I stopped drinking sessions with friends a few years ago. I either don’t go, or I disappear around 10.00pm, so I can avoid a messy night. It’s even a joke amongst my friends now – one minute I’m there, and the next I’m not.
It’s no exaggeration that a drinking session disrupts my life for a month. It’s more than just being tired and hungover. I become anxious, negative and depressed for weeks. I let good habits slip (waking early, being active, eating well etc.). My motivation and confidence at work suffers. It’s just not worth it.
Sleep is also a big thing for me recently. I’ve always been an early riser – getting up at 4.30am. Recently I’ve been tracking my sleep more closely. It’s helped me see the link between sleep, and how I’m feeling.
When I go a number of nights with poor sleep, I’m more anxious and struggle with my mood. I have less energy and have a less optimistic view about life.
Recently I’ve let go of having to rise at 4.30am every day. It’s not sustainable. Well, only if I commit to going to bed at 9.00pm every night. I’m experimenting with varying when I go to bed and get up. Sometimes I’ll still rise at 4.30am, and will go to bed at 9.00pm. But other nights I’ll go to bed later, and will allow myself more sleep – waking up closer to 6.00am or 7.00am.
I’ve talked about alcohol and sleep so far, and that’s intentional. They seem to be the biggest self care factors that influence how I feel. And they are intrinsically linked.
If I have a few drinks, my sleep suffers. I get tired, feel worse, and let good habits slip. So, I feel worse about myself, and am more likely to have a few drinks. It starts a downward spiral that can last for weeks.

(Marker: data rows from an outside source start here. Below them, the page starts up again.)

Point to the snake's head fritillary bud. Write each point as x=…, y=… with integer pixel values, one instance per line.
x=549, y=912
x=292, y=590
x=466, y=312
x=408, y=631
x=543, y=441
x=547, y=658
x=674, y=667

It works the other way around too. If I get a few nights of very poor sleep, I get tired. This makes me more likely to make poor decisions, and have a drink. Same cycle – just started in a different order.

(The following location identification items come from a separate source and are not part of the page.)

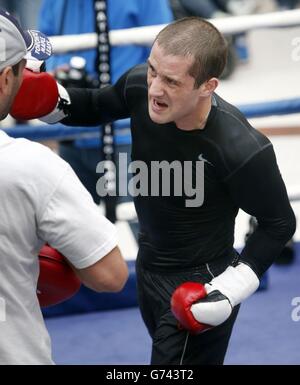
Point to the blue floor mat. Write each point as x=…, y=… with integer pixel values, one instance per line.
x=265, y=332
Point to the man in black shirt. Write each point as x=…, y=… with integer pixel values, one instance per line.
x=186, y=253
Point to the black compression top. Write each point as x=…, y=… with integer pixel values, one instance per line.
x=240, y=171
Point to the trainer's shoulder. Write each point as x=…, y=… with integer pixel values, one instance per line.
x=38, y=160
x=237, y=140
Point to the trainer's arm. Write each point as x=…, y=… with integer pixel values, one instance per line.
x=90, y=107
x=108, y=274
x=258, y=189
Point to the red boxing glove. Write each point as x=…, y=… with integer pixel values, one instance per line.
x=182, y=299
x=38, y=96
x=57, y=281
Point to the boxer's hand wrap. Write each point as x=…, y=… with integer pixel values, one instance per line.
x=213, y=308
x=40, y=96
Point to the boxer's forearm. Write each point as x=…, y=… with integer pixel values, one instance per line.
x=259, y=190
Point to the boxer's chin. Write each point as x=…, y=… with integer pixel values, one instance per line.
x=159, y=116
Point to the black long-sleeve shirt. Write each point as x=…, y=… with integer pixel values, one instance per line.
x=240, y=171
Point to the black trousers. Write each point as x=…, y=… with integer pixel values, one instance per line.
x=170, y=344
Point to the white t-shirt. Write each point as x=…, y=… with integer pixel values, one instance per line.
x=41, y=200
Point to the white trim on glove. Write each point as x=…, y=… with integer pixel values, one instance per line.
x=58, y=113
x=232, y=287
x=236, y=283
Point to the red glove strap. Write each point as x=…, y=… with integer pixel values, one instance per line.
x=57, y=281
x=182, y=299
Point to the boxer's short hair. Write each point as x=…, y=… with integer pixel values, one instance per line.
x=199, y=39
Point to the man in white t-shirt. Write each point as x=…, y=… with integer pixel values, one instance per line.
x=41, y=200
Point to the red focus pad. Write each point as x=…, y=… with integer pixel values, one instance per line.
x=182, y=299
x=57, y=281
x=37, y=96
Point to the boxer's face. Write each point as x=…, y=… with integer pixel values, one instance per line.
x=171, y=93
x=9, y=87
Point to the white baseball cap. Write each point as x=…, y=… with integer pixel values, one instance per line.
x=16, y=44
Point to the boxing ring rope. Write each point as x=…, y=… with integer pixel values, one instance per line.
x=146, y=35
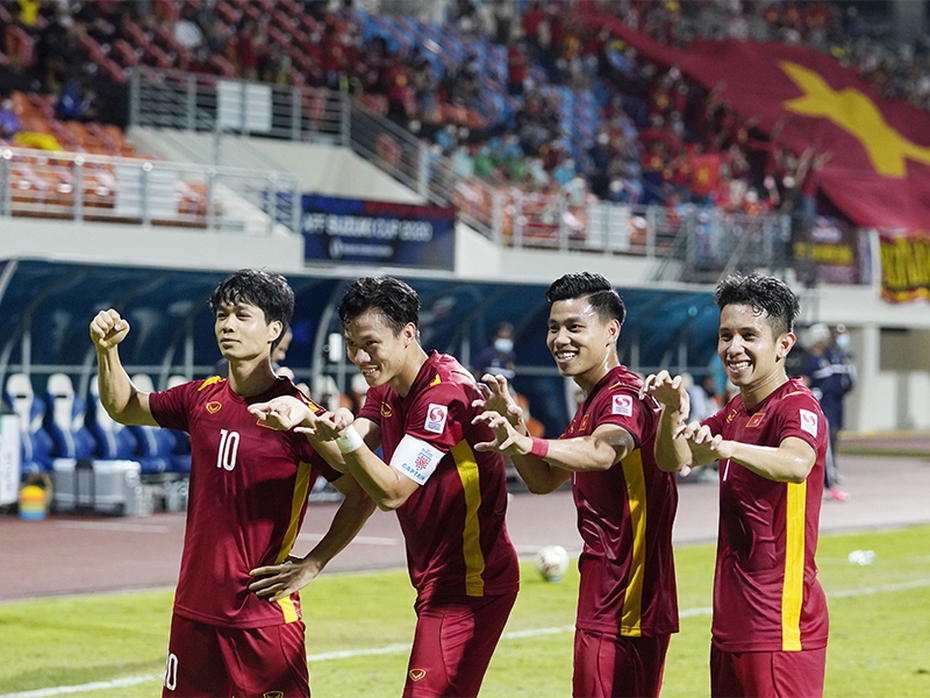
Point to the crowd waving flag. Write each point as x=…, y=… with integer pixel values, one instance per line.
x=878, y=169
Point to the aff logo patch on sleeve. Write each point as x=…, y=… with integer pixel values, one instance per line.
x=416, y=458
x=809, y=422
x=622, y=405
x=436, y=416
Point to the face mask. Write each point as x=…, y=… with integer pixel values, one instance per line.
x=503, y=345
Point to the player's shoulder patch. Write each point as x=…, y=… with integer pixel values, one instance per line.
x=210, y=381
x=436, y=416
x=622, y=404
x=809, y=421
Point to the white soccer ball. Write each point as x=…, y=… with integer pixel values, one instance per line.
x=552, y=562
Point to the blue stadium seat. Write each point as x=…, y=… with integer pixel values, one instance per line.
x=115, y=441
x=65, y=419
x=37, y=445
x=156, y=445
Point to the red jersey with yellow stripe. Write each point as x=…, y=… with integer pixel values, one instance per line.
x=454, y=523
x=248, y=496
x=766, y=594
x=625, y=517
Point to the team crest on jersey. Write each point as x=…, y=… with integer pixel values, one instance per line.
x=622, y=405
x=808, y=422
x=436, y=416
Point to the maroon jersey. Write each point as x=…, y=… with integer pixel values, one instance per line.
x=248, y=495
x=625, y=517
x=453, y=524
x=766, y=594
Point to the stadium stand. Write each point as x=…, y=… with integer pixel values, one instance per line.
x=37, y=445
x=66, y=418
x=589, y=122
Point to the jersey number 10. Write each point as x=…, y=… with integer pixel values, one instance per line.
x=228, y=450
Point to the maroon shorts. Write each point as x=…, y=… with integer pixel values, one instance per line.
x=609, y=665
x=767, y=674
x=208, y=660
x=454, y=641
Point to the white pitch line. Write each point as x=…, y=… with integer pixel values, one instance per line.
x=399, y=648
x=363, y=540
x=117, y=527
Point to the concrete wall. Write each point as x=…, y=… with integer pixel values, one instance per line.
x=890, y=342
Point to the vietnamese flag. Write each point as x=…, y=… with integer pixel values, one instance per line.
x=878, y=172
x=705, y=176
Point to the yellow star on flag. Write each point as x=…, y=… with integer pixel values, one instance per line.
x=858, y=115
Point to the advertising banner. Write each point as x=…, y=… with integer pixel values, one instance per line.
x=905, y=266
x=877, y=153
x=378, y=233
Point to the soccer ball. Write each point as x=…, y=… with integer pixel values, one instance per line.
x=552, y=562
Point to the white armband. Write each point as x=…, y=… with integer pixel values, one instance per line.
x=349, y=441
x=416, y=458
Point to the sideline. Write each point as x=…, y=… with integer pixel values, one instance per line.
x=400, y=648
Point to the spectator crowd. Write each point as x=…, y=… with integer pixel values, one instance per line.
x=518, y=93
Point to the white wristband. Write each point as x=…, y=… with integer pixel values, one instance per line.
x=350, y=440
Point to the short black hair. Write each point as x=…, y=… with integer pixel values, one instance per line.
x=601, y=295
x=265, y=290
x=764, y=294
x=393, y=298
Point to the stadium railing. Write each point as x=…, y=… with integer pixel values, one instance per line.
x=86, y=187
x=694, y=236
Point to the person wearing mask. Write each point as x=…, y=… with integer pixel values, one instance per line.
x=499, y=358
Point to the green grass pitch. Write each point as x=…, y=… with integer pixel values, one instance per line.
x=360, y=625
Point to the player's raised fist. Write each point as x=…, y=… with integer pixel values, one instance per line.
x=108, y=329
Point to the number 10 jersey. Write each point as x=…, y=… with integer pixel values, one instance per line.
x=248, y=496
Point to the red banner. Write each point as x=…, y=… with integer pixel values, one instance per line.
x=905, y=267
x=878, y=171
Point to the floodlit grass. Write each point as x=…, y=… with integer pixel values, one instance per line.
x=880, y=625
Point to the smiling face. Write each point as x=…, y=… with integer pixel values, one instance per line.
x=754, y=359
x=242, y=332
x=381, y=355
x=582, y=342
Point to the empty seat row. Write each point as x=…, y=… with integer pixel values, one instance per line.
x=63, y=424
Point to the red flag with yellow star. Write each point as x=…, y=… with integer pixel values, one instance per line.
x=877, y=169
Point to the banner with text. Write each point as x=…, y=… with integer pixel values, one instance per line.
x=378, y=232
x=905, y=266
x=876, y=167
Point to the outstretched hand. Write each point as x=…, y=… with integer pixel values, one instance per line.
x=507, y=440
x=275, y=582
x=497, y=398
x=108, y=329
x=705, y=446
x=284, y=413
x=670, y=393
x=330, y=425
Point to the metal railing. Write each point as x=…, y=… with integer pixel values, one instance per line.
x=84, y=187
x=702, y=240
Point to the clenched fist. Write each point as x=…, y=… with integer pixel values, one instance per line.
x=108, y=329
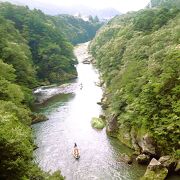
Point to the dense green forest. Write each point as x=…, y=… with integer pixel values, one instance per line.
x=138, y=55
x=75, y=29
x=33, y=51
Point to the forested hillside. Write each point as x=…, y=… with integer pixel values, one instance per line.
x=33, y=51
x=138, y=55
x=76, y=30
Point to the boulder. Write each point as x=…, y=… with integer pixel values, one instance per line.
x=177, y=169
x=155, y=170
x=143, y=159
x=168, y=162
x=112, y=124
x=134, y=142
x=147, y=145
x=36, y=118
x=125, y=158
x=97, y=123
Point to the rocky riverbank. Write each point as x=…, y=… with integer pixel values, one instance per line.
x=144, y=145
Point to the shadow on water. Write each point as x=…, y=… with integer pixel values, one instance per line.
x=69, y=121
x=53, y=103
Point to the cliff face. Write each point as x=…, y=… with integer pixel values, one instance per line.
x=138, y=57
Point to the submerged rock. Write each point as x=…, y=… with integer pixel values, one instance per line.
x=36, y=118
x=97, y=123
x=112, y=124
x=168, y=162
x=125, y=158
x=147, y=145
x=143, y=159
x=155, y=170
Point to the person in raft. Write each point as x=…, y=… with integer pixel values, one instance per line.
x=76, y=151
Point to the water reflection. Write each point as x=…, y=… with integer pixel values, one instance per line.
x=69, y=121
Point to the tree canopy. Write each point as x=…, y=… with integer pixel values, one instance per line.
x=138, y=55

I’m at the point now where I might give up alcohol forever. I’ve said this before, and have always slipped back to trying to moderate myself with limits and rules. I have to acknowledge that I have a bad track record of sticking to limits and rules when it comes to alcohol.
I’ve been hearing more, and more about people that have stopped drinking, and never looked back. It’s making me think more seriously about it.
OK, let’s get off alcohol and sleep. There are other things that are also becoming more important to me:
Solitude. Being by myself and thinking. I’ve always been pretty good at getting some quiet time to myself in the mornings. But, I’m starting to think about how I can get longer stretches of time to myself – probably a few days. I think it would allow me some time to decompress – get away from the routines of everyday life and think about things. Maybe even build up to a Bill Gates think week.
Walking is really good for me. It helps me get some time to myself, but it’s bigger than that. There’s something about walking that kick starts my brain to work on problems. I have some of my best ideas or realisations whilst taking a walk. And it’s nice to be outside too.
My relationship with technology is something I’ve always thought alot about. At one point, I even gave up my smartphone for two years. I’m thinking alot about how to limit screen time. I want to do more things like digital sabbaths, and using my Nokia on weekends.
Self care is becoming so important to me, that I’m starting to think about it as one of the key areas for my life (I have a number of these, and I reflect on them as part of my weekly planning process).
If I had a Maslow’s Hierarchy of Needs style pyramid for my life, it may well sit at the bottom. It feels like a force multiplier for everything else in my life.